Eleanor Mallet, a former Plain Dealer columnist for 18 years, lived most of her life as a secular, assimilated American Jew. “Mine was a generation of Jewish invisibility, yet Jewishness at some level had a passionate center for me,” she writes.

She was driven to research and write about her Jewish identity in part by her two adult sons, Lou and Max, who had lived in Israel for a time. The epiphany came to her as she sat in her kitchen one day and listened to her sons laugh and joke with each other—in Hebrew. “They had an access to a Jewish language, culture, and sense of identity that I didn’t,” she writes. “I caught a glimpse of how constrained and circumspect my Jewishness was.”

Mallet decided to embark on a journey, traced in her book, into both Jewish history and to Israel itself, where she lived for two months. She also traveled to Germany, mainly to exorcise the shadow of the Holocaust, which she says is “something to understand and come to grips with, so it doesn’t control you.”

My favorite parts of the book deal with her experience in Israel. With a journalist’s eye and a no-longer dormant Jewish soul, she gets caught up in the unfolding scenes before her. Take, for example, her description of experiencing Tisha B’Av, a day commemorating the destruction of the first and second temples, as well as other catastrophes that befell the Jewish people.

At dusk on that day, she and Lou joined a “long quiet procession of people making their way to the Western Wall.” At the men’s side of the wall, “two men sat on the ground, back to back, supporting each other, chanting. A father chanted as his young son sat against him in tennis shoes and shorts, asleep, his mouth open, his hand on the prayer book. A man gestured constantly to the sky as if conducting.

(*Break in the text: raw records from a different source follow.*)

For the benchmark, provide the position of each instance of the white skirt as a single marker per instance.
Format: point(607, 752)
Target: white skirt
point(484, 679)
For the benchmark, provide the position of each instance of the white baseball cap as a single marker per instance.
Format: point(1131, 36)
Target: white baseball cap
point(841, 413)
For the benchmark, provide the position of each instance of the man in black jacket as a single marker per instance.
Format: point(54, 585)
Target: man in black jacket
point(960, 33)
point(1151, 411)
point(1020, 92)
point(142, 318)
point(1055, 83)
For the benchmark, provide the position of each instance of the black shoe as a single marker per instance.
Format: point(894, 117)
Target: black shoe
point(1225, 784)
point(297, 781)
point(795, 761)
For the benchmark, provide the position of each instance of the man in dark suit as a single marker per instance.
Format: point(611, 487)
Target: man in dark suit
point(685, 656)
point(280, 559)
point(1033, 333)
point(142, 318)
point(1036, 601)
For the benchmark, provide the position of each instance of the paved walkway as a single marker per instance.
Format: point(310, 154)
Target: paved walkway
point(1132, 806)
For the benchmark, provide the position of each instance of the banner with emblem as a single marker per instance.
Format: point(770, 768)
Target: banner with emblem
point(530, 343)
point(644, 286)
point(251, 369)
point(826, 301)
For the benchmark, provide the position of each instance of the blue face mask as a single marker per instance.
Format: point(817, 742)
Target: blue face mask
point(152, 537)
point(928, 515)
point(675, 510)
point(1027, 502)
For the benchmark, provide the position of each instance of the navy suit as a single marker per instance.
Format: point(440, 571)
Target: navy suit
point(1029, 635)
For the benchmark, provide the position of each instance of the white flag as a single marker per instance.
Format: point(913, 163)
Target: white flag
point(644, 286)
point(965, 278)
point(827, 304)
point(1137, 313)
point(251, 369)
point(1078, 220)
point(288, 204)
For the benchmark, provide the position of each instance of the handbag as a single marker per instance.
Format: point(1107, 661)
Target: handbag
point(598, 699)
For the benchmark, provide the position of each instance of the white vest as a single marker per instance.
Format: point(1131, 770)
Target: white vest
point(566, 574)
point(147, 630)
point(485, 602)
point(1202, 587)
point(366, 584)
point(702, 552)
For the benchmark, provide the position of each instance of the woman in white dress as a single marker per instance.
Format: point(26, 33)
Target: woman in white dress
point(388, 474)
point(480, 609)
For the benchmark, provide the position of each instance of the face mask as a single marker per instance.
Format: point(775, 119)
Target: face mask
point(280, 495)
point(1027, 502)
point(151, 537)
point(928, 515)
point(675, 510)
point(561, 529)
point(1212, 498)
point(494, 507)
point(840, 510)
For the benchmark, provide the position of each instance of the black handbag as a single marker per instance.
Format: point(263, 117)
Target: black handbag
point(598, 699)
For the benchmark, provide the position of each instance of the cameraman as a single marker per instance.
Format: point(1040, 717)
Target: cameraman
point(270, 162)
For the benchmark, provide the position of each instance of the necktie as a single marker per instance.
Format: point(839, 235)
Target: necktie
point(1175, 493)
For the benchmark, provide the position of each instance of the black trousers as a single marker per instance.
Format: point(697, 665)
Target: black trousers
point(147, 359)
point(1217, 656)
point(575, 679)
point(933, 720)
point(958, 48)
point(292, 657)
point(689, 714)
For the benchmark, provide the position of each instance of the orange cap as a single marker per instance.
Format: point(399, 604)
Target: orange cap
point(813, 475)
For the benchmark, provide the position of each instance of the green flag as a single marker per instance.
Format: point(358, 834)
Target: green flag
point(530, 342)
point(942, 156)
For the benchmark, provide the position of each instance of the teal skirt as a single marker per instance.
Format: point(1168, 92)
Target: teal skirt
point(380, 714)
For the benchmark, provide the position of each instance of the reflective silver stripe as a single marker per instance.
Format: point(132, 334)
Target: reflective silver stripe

“On the women’s side, a group of observant women stood together, one holding onto a crib on wheels with two babies in it. Modern Orthodox women were there, too—most standing, some rocking forward and back, davening (silent or whispered prayer uttered standing). A woman held her baby in her arms. He sucked his thumb and she rocked side-to-side, reading prayers. Another crib, momentarily unattended, contained a baby girl and her mother’s purse. I was struck by how seamless this religious observance was with daily life.”

Of her sojourn in the Jewish state, Mallet writes: “Visiting Israel transformed me, yet outwardly I was the same. I did not take up Orthodoxy, or find lost relatives or the perfect synagogue. But what did happen was that Jewishness in me found room to breathe and grow. The fractured pieces came together; I felt whole.”

In her concluding chapter, titled “Ritual,” Mallet describes a family Shabbat where Lou dons his knitted kipa, says the blessing over the Shabbat candles, and hugs the entire family. “It was not that long ago that I felt uncomfortable with such display of religiosity,” she writes, “even in the privacy of family.”